H2Oパッケージに次のように記載されていることに気付きました。
活性化関数との互換性のために標準化されるデータを前処理します (表 1 の各活性化関数のターゲット空間の要約を思い出してください)。活性化関数は通常、実数 R の全範囲にマッピングされないため、まず N (0, 1) から抽出されるデータを標準化します。ネットワーク伝播後に再度標準化すると、生の特徴空間ではなく、この標準化された空間でより正確な誤差を計算できます。自動エンコードの場合、データは (標準化ではなく) mathcalU(−0.5, 0.5) のコンパクトな間隔に正規化され、Tanh のような有界活性化関数がデータをより適切に再構築できるようになります。
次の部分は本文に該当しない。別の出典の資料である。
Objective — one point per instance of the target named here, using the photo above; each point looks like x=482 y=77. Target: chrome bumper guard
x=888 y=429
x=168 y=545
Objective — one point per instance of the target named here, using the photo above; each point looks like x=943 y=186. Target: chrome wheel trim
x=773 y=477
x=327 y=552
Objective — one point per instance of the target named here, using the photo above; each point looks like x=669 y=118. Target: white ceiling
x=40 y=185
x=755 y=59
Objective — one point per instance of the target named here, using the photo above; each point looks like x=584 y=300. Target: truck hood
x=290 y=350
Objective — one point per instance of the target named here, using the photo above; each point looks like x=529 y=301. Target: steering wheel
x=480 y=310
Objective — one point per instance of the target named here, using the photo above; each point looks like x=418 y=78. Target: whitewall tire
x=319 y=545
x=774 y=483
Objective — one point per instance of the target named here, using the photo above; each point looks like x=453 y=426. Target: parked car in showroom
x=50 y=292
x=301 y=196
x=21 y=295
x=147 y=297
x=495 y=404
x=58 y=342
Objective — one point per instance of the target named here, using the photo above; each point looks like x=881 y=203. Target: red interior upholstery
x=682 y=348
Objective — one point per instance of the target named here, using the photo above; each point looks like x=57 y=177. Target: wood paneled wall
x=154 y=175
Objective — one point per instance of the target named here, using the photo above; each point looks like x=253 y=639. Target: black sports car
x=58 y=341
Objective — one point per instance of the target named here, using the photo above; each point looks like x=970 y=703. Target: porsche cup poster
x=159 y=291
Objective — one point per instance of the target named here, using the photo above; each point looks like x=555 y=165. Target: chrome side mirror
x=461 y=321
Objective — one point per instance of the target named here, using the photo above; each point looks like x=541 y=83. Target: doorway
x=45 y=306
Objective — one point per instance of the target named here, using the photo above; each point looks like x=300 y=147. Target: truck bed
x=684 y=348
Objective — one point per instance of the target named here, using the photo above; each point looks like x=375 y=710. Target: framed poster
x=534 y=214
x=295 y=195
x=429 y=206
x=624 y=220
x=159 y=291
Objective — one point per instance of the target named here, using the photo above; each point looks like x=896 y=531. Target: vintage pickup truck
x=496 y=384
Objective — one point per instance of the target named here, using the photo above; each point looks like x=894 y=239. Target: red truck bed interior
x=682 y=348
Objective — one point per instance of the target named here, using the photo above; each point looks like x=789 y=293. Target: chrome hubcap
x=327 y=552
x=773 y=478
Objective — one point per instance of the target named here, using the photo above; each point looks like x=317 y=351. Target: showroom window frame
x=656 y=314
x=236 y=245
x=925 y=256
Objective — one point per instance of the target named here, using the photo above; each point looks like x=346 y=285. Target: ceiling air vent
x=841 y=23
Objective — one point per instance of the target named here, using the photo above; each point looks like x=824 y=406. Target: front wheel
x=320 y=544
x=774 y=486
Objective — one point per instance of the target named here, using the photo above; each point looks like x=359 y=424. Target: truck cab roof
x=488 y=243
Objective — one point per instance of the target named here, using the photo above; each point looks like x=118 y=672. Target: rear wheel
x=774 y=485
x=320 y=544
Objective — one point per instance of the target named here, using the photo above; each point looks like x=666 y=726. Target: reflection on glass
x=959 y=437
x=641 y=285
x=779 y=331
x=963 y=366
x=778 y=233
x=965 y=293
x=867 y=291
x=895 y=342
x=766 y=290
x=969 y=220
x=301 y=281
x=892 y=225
しかし、私は完全には理解していません。私の印象は (こことここ)、カテゴリ変数を 1-of-C ダミーに分割し、連続データを正規化する必要があるというものでした。次に、すべてを [-1,1] に標準化する必要があります。
また、読み出しレイヤーのニューロンを指定する方法もわかりません。カテゴリカル出力変数がある場合は、softmax アクティベーション関数を使用 (および 1-of-C としてエンコード) したい /連続出力 (価格など) がある場合は、それを [-1,1] にスケーリングすると考えました。 'tanh' を使用します。単一のバイナリ出力がある場合は、ロジスティックを使用して [0,1] としてコーディングできます。